O autor apresenta alguns tipos de violência que foram possíveis identificar durante a sua caminhada investigativa. Fazemos adesão as suas ideias sobre a identificação dos tipos de violência e anuímos à afirmação de que a violência simbólica incita outras violências. O conceito de violência simbólica traduzido pelo sociólogo francês Pierre Bordieu (1990), está por trás das coisas que são trazidas à tona em termos de decisões políticas, entre outras decisões que influenciam na vida de milhões de pessoas.

“A escola, como formadora, tem papel fundamental na desconstrução da violência simbólica e da cultura da inferiorização de gênero, de raça, de classe social, e de geração.” (FALEIROS, 2007, p. 31) Assim, os professores, que são elementos fundamentais e constituintes dessa instância que se chama escola, são os agentes de transformação de uma sociedade que valorize as suas origens sem caracterizá-las como inferior ou superior às origens dos seus pares.

20 FALEIROS, V. P.; FALEIROS, E. S. Escola que Protege: enfrentando a violência contra crianças e

adolescentes. Brasília, Ministério da Educação, Secretaria de Educação Continuada, Alfabetização e Diversidade, 2007.

65

Uma das formas de sensibilizar os alunos para a construção de uma sociedade respeitosa e igualitária é oferecer o acesso às informações contidas no Estatuto da Criança e Adolescente, no qual será possível conhecer os seus direitos e deveres, bem como respeitar o direito alheio. O Estatuto compreende e abrange situações possíveis do cotidiano dessas pessoas que estão asseguradas por essa lei. Podemos perceber que devido à criação desse Estatuto os seres humanos ganham em relação à proteção de seus direitos e abrangência de seus deveres deixando um legado para gerações futuras.

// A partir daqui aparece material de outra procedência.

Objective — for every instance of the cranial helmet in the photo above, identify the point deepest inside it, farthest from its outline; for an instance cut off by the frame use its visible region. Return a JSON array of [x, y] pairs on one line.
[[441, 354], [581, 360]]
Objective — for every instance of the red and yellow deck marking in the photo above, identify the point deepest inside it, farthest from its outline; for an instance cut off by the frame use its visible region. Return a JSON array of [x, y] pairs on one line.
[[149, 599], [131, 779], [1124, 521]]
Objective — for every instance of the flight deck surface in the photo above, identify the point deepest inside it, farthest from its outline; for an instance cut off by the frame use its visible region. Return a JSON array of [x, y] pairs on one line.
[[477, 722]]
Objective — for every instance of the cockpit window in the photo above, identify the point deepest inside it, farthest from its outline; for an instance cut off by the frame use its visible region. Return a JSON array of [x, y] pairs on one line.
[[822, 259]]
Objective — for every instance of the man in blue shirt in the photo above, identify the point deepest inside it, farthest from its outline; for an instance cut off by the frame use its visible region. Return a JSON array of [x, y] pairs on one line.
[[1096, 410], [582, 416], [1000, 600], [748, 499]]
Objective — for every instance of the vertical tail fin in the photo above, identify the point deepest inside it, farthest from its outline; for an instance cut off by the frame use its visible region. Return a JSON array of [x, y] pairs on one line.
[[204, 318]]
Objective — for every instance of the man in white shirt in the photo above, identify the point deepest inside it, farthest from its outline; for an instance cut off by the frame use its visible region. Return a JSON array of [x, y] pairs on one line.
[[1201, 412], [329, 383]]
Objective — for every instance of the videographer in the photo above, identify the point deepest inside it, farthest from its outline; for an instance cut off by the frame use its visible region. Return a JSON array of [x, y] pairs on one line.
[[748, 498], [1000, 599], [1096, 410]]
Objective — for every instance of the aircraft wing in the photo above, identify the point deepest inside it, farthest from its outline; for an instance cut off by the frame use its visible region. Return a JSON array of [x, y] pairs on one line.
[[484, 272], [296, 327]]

No que se refere às questões de violência, destacamos no Estatuto, os artigos 16, 17 e 58, entre outros, que definem o direito à liberdade, à integridade física e os direitos no processo educacional da seguinte forma

Art. 16

O direito à liberdade compreende os seguintes aspectos:

I- ir, vir e estar nos logradouros públicos e espaços comunitários, ressalvadas as restrições legais;

II- opinião e expressão; III- crença e culto religioso;

IV- brincar, praticar esportes e divertir-se;

V- participar da vida familiar comunitária, sem discriminação; VI- participar da vida política, na forma da lei;

VII- buscar refúgio, auxílio e orientação. Art. 17

O direito ao respeito consiste na inviolabilidade da integridade física, psíquica e moral da criança e do adolescente, abrangendo a preservação da imagem, da identidade, da autonomia, dos valores, ideias e crenças, dos espaços e objetos pessoais.

Art. 58

No processo educacional respeitar-se-ão os valores culturais, artísticos e históricos próprios do contexto social da criança e do adolescente, garantindo-se a estes a liberdade da criação e o acesso às fontes de cultura (ECA, 1990).

Pensamos que a simples inclusão transversal de informações como essas no cotidiano escolar e o planejamento de um projeto político pedagógico baseado no culto aos direitos humanos seja uma possível estratégia a ser adotada pelos professores para diminuir a violência na escola. As relações de poder exercidas através da violência entre as pessoas podem ser transformadas a partir de um enraizamento de bons costumes nos nossos jovens alunos.